In general, choose a shard count that matches your expected working data size 6–12 months in the future. For more information about scaling your database, see Elasticity.

Use Cases

Let’s look at some use cases to learn how to size your Eon Mode cluster to meet your own particular requirements.

Use Case 1: Save Compute by Provisioning When Needed, Rather than for Peak Times

This use case highlights increasing query throughput in Eon Mode by scaling a cluster from 6 to 18 nodes with 3 subclusters of 6 nodes each. In this use case, you need to support a high concurrent, short query workload on a 24 TB or less working data set. You create an initial database with 6 nodes and 6 shards. You scale your database for concurrent throughput on demand by adding one or more subclusters during certain days of the week or for specific date ranges when you are expecting a peak load.
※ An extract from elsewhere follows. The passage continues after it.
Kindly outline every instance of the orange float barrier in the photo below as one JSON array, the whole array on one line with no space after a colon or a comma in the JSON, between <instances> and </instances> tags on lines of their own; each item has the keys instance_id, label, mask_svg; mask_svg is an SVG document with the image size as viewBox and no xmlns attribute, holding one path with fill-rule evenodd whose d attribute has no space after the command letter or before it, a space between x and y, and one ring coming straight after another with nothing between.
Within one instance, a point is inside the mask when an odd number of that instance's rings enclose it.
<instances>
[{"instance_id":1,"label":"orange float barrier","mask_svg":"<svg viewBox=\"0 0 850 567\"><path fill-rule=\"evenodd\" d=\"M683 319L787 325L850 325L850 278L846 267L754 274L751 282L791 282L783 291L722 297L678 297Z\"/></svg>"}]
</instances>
You can then shut down or terminate the additional subclusters when your database experiences lower demand. With Vertica in Eon Mode, you save money by provisioning on demand, rather than provisioning for the peak times.

Use Case 2: Complex analytic workload requires more compute nodes

This use case showcases the idea that complex analytic workloads on large working data sets benefit from high shard count and node count. You create an initial subcluster with 24 nodes and 24 shards. As needed, you can add an additional 24 nodes to your initial subcluster. These additional nodes enable the subcluster to use elastic crunch scaling to reduce the time it takes to complete complex analytic queries.

Use Case 3: Workload isolation

This use case showcases the idea of having separate subclusters to isolate ETL and report workloads. You create an initial primary subcluster with 6 nodes and 6 shards for servicing ETL workloads. Then add another 6-node secondary subcluster for executing query workloads. To separate the two workloads, you can configure a network load balancer or create connection load balancing policies in Vertica to direct clients to the correct subcluster based on the type of workloads they need to execute.